«La veille du jour où ma tante devait venir me chercher, je fus conduite dans la chambre de madame l'abbesse pour recevoir sa bénédiction. Le lendemain, baignée de larmes, je venais de franchir la porte que je ne me souvenais pas d'avoir vue s'ouvrir pour me laisser entrer, je me trouvai dans une voiture avec ma tante, et nous partîmes pour Paris.

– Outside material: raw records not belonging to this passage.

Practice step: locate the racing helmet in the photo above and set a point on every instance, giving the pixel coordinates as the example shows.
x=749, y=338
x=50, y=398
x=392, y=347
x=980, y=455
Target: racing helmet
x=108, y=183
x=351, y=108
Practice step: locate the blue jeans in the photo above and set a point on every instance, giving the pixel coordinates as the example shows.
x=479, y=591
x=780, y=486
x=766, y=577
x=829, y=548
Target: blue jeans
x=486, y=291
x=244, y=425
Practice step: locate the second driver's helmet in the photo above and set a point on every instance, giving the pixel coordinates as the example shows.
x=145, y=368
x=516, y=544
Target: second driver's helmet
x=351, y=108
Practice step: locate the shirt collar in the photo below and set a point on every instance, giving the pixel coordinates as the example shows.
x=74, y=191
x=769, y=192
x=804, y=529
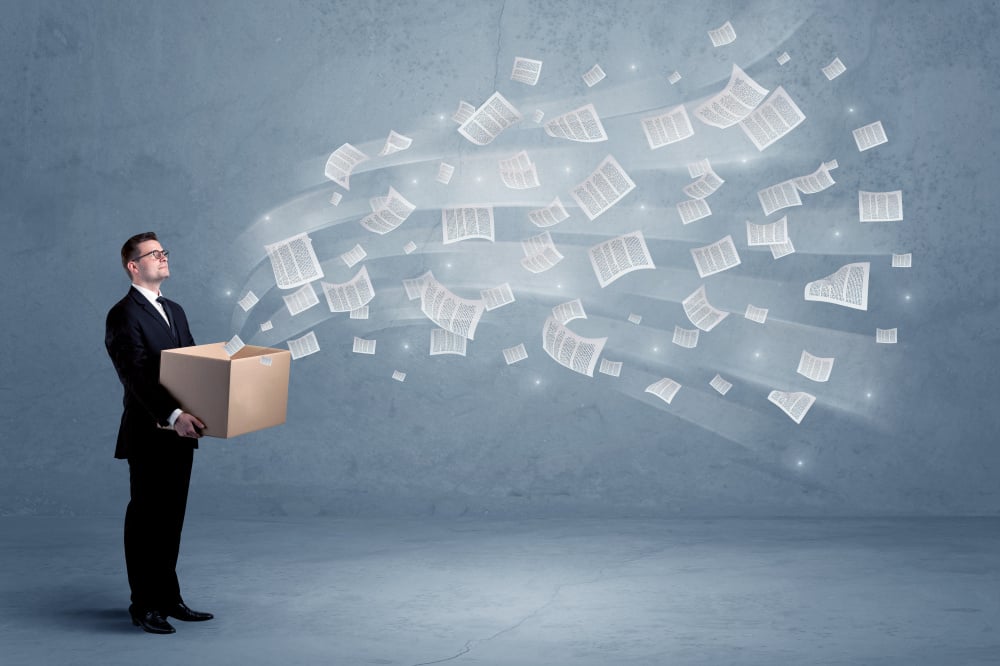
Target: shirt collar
x=151, y=296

«Je quitte à regret une époque si calme et si pure pour entrer dans celle des agitations. Elle me revient quelquefois comme dans un vague et doux rêve, avec ses nuages d'encens, ses cérémonies infinies, ses processions dans les jardins, ses chants et ses fleurs.»
Ces heures sorties d'un pieux désert se reposent maintenant dans une autre solitude religieuse, sans avoir rien perdu de leur fraîcheur et de leur harmonie.
Benjamin Constant, l'homme qui a eu le plus d'esprit après Voltaire, cherche à donner une idée de la première jeunesse de madame Récamier: il a puisé dans le modèle dont il prétendait retracer les traits une grâce qui ne lui était pas naturelle.
«Parmi les femmes de notre époque, dit-il, que des avantages de figure, d'esprit ou de caractère ont rendues célèbres, il en est une que je veux peindre. Sa beauté l'a d'abord fait admirer; son âme s'est ensuite fait connaître, et son âme a encore paru supérieure à sa beauté. L'habitude de la société a fourni à son esprit le moyen de se déployer, et son esprit n'est resté au-dessous ni de sa beauté ni de son âme.
«À peine âgée de quinze ans[314], mariée à un homme qui, occupé d'affaires immenses, ne pouvait guider son extrême jeunesse, madame Récamier se trouva presque entièrement livrée à elle-même dans un pays qui était encore un chaos.
«Plusieurs femmes de la même époque ont rempli l'Europe de leurs diverses célébrités. La plupart ont payé le tribut à leur siècle, les unes par des amours sans délicatesse, les autres par de coupables condescendances envers les tyrannies successives.
«Celle que je peins sortit brillante et pure de cette atmosphère qui flétrissait ce qu'elle ne corrompait pas. L'enfance fut d'abord pour elle une sauvegarde, tant l'auteur de ce bel ouvrage, faisait tourner tout à son profit. Éloignée du monde dans une solitude embellie par les arts, elle se faisait une douce occupation de toutes ces études charmantes et poétiques qui restent le charme d'un autre âge.
«Souvent aussi, entourée de jeunes compagnes, elle se livrait avec elles à des jeux bruyants. Svelte et légère, elle les devançait à la course; elle couvrait d'un bandeau ses yeux qui devaient un jour pénétrer toutes les âmes. Son regard, aujourd'hui si expressif et si profond, et qui semble nous révéler des mystères qu'elle-même ne connaît pas, n'étincelait alors que d'une gaieté vive et folâtre. Ses beaux cheveux, qui ne peuvent se détacher sans nous remplir de trouble, tombaient alors, sans danger pour personne, sur ses blanches épaules. Un rire éclatant et prolongé interrompait souvent ses conversations enfantines; mais déjà l'on eût pu remarquer en elle cette observation fine et rapide qui saisit le ridicule, cette malignité douce qui s'en amuse sans jamais blesser, et surtout ce sentiment exquis d'élégance, de pureté, de bon goût, véritable noblesse native, dont les titres sont empreints sur les êtres privilégiés.
«Le grand monde d'alors était trop contraire à sa nature pour qu'elle ne préférât pas la retraite. On ne la vit jamais dans les maisons ouvertes à tout venant, seules réunions possibles quand toute société fermée eût été suspecte; où toutes les classes se précipitaient, parce qu'on pouvait y parler sans rien dire, s'y rencontrer sans se compromettre; où le mauvais ton tenait lieu d'esprit et le désordre de gaieté. On ne la vit jamais à cette cour du Directoire, où le pouvoir était tout à la fois terrible et familier, inspirant la crainte sans échapper au mépris.